À Nzérékoré, capitale de la Guinée forestière, le scrutin a démarré ce dimanche dans une atmosphère mêlant solennité, ferveur citoyenne et espoir palpable. Dès les premières heures du matin, des files d’électeurs se sont formées devant les bureaux de vote, installés dans les écoles et bâtiments publics de la ville. Hommes, femmes, jeunes primo-votants et personnes âgées ont répondu présents, certains vêtus de leurs habits traditionnels, d’autres arborant calmement leur carte d’électeur à la main.

Dans les quartiers de Dorota, de Mohomou ou encore de Bellevue, le dispositif sécuritaire est visible mais discret, contribuant à instaurer un climat de sérénité. Les agents électoraux, concentrés et méthodiques, procèdent à l’identification des votants tandis que les observateurs suivent attentivement le déroulement des opérations. Les consignes sont respectées, les échanges mesurés, et la patience domine malgré l’affluence.

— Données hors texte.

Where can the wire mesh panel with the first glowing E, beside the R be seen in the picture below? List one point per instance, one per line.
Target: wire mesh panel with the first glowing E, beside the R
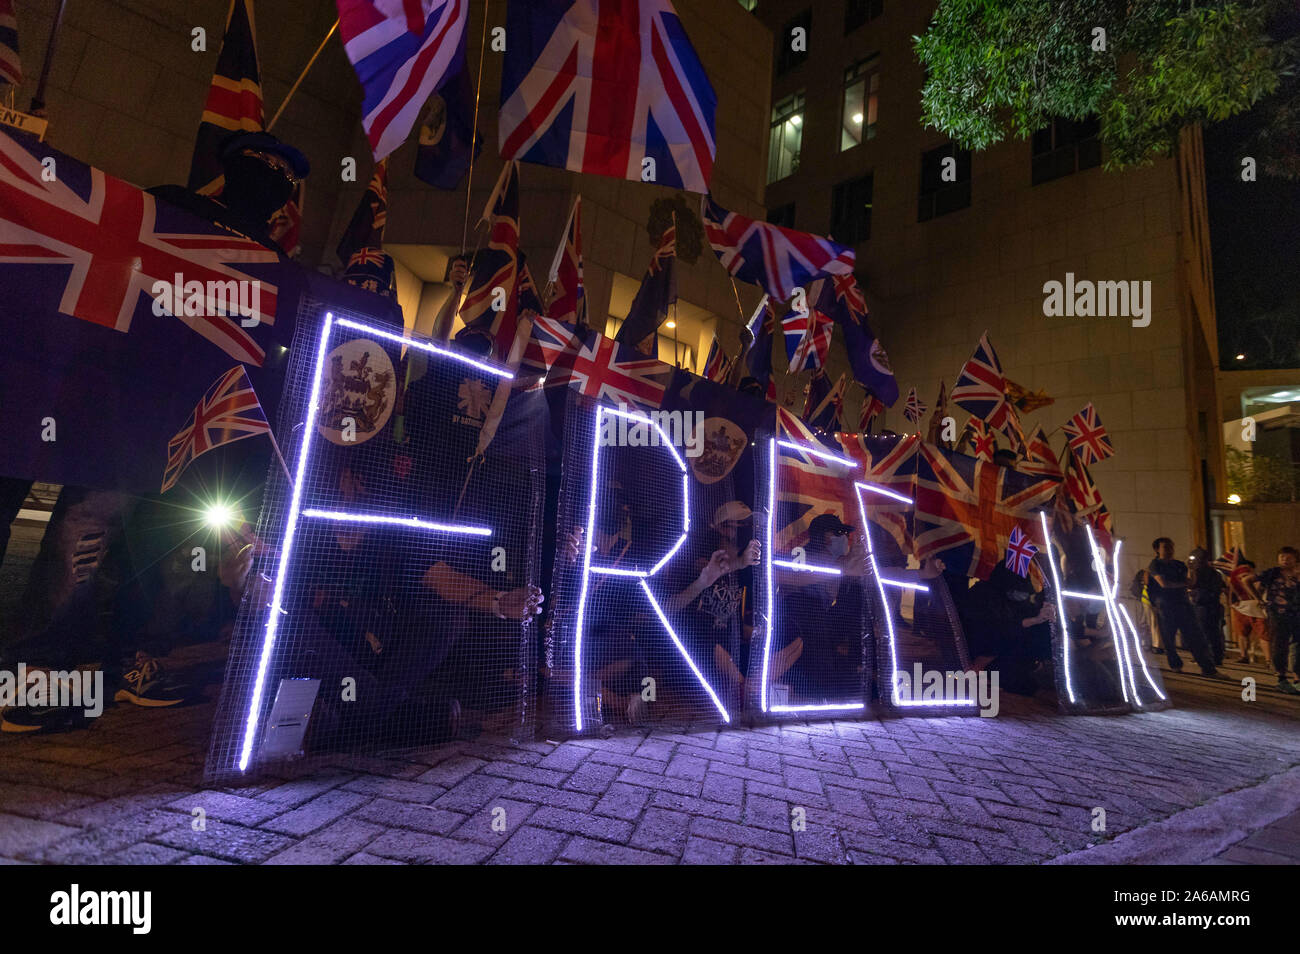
(814, 589)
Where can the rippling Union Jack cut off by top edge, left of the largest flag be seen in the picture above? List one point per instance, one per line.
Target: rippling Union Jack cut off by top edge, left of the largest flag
(402, 53)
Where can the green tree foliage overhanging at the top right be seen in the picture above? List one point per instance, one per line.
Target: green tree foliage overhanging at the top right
(1009, 67)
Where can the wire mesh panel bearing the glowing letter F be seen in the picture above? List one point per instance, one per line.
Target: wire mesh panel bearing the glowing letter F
(393, 597)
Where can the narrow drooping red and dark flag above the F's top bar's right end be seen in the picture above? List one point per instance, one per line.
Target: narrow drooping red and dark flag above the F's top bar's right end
(497, 266)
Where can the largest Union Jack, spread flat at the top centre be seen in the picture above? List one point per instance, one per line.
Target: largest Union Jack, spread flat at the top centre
(610, 88)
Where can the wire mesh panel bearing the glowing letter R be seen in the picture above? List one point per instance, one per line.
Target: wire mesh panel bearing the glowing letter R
(651, 582)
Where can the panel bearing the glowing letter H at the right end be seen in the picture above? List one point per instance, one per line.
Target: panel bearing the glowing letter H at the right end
(1098, 656)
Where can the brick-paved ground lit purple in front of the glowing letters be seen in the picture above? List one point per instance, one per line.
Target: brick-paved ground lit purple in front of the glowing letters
(1017, 788)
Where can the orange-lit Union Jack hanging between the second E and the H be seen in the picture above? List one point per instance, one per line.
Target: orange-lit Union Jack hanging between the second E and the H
(968, 508)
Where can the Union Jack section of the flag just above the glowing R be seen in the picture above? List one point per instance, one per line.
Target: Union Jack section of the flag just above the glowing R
(606, 370)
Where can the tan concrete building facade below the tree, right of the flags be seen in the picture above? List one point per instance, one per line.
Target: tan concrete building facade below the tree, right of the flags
(942, 263)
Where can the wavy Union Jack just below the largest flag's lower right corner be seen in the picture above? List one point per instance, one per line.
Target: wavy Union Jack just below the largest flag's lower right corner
(777, 259)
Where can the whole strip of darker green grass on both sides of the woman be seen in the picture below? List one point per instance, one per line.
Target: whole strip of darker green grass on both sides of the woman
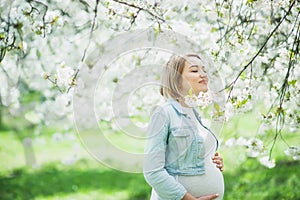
(89, 180)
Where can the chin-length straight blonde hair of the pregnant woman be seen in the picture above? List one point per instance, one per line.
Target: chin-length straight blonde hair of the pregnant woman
(171, 76)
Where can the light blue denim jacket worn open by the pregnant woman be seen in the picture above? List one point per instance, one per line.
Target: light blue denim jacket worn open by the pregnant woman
(173, 147)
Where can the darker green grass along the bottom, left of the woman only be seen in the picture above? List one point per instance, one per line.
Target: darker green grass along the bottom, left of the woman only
(84, 180)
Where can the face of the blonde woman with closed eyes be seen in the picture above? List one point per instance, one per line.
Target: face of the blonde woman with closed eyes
(194, 76)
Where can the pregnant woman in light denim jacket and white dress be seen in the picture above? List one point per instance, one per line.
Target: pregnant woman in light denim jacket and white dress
(180, 153)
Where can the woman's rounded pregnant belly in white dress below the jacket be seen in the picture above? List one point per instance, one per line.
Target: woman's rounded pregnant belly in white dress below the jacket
(211, 182)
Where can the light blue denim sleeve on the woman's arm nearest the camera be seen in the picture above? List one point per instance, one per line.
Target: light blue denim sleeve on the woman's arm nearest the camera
(155, 173)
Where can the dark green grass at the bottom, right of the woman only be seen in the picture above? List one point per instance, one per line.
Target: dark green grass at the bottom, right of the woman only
(253, 181)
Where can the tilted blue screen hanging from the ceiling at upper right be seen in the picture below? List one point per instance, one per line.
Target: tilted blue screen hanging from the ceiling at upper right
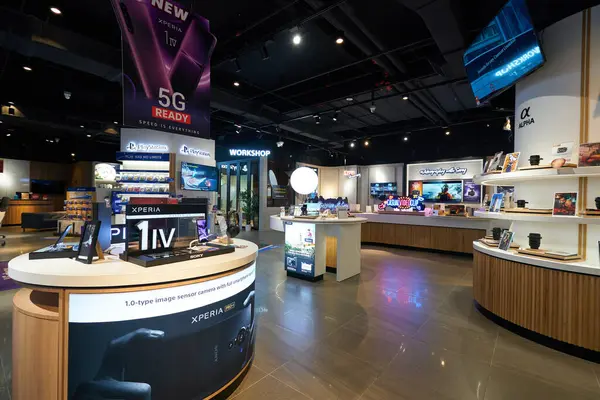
(504, 52)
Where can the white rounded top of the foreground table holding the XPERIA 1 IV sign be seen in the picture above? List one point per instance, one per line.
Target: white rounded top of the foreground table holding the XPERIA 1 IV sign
(113, 272)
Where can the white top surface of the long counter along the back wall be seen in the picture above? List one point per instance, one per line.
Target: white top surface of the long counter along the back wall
(406, 218)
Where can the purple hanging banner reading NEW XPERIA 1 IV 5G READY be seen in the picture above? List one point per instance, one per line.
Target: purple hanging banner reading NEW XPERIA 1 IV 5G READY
(166, 66)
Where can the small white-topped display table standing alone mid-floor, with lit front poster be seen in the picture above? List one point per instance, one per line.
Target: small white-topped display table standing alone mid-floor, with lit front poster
(336, 245)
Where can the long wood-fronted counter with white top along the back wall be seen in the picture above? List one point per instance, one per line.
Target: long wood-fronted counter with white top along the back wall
(447, 233)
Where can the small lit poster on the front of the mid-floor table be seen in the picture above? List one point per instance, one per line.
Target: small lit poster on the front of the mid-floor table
(300, 248)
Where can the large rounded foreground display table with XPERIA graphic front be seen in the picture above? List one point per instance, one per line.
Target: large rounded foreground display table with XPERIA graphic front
(113, 329)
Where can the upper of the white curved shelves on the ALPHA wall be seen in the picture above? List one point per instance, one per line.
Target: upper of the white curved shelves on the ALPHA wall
(536, 174)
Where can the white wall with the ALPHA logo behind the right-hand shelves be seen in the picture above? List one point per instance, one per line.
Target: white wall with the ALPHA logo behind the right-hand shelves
(552, 98)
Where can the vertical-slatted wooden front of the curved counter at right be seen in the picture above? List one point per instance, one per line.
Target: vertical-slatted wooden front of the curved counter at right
(561, 305)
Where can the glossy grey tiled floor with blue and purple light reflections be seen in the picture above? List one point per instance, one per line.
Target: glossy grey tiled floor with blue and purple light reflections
(404, 329)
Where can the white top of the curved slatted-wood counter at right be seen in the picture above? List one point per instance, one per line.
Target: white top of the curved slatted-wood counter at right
(578, 267)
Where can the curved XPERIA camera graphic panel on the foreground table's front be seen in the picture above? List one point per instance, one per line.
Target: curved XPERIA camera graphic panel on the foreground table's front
(183, 342)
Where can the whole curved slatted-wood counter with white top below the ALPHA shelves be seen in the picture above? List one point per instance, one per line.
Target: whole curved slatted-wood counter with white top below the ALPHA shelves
(552, 302)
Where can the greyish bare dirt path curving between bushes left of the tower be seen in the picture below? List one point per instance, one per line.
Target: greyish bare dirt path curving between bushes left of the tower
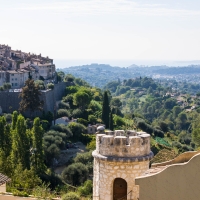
(67, 154)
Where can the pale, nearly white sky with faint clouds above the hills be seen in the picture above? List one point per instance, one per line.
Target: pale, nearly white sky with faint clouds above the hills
(119, 32)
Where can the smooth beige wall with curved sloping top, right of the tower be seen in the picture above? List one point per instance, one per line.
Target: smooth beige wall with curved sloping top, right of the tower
(176, 182)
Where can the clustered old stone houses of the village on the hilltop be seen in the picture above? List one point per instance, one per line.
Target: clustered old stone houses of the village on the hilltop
(17, 66)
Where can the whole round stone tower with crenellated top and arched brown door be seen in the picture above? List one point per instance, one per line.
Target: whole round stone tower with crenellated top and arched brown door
(119, 158)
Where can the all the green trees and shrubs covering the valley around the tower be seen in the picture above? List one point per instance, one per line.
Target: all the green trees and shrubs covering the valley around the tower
(30, 148)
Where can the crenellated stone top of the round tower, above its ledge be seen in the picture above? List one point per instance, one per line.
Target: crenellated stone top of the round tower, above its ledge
(123, 144)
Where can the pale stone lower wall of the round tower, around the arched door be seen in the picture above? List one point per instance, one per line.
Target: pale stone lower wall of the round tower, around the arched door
(106, 172)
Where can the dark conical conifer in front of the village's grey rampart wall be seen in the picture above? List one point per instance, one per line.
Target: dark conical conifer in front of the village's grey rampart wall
(30, 97)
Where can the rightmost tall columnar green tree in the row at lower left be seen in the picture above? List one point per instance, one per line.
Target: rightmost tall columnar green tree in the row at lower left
(37, 149)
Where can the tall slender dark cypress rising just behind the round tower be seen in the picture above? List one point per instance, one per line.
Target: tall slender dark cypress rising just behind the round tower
(105, 109)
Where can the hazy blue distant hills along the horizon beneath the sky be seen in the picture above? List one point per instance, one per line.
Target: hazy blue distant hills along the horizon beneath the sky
(99, 75)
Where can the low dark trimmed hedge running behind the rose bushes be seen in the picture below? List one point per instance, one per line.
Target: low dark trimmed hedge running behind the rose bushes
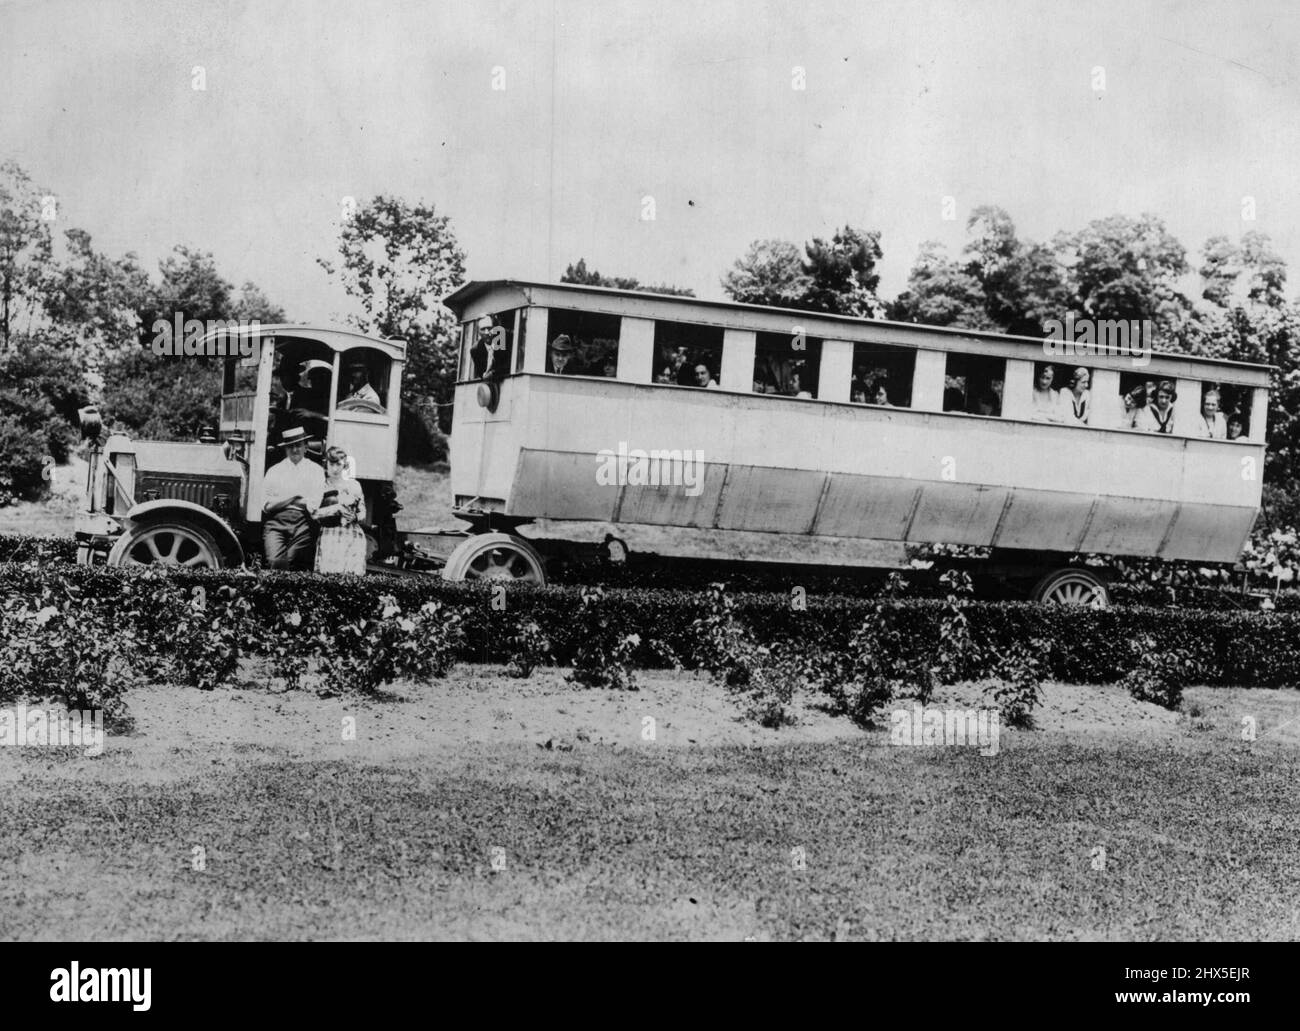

Au-delà de l’acte de vote, c’est un sentiment de responsabilité collective qui se dégage à Nzérékoré. Pour beaucoup, ce scrutin représente bien plus qu’un choix politique : il incarne l’espoir d’un avenir apaisé et d’un retour durable à l’ordre constitutionnel. Dans les rues, les discussions restent feutrées, mais les regards traduisent l’importance de ce jour historique pour la région forestière et pour l’ensemble du pays.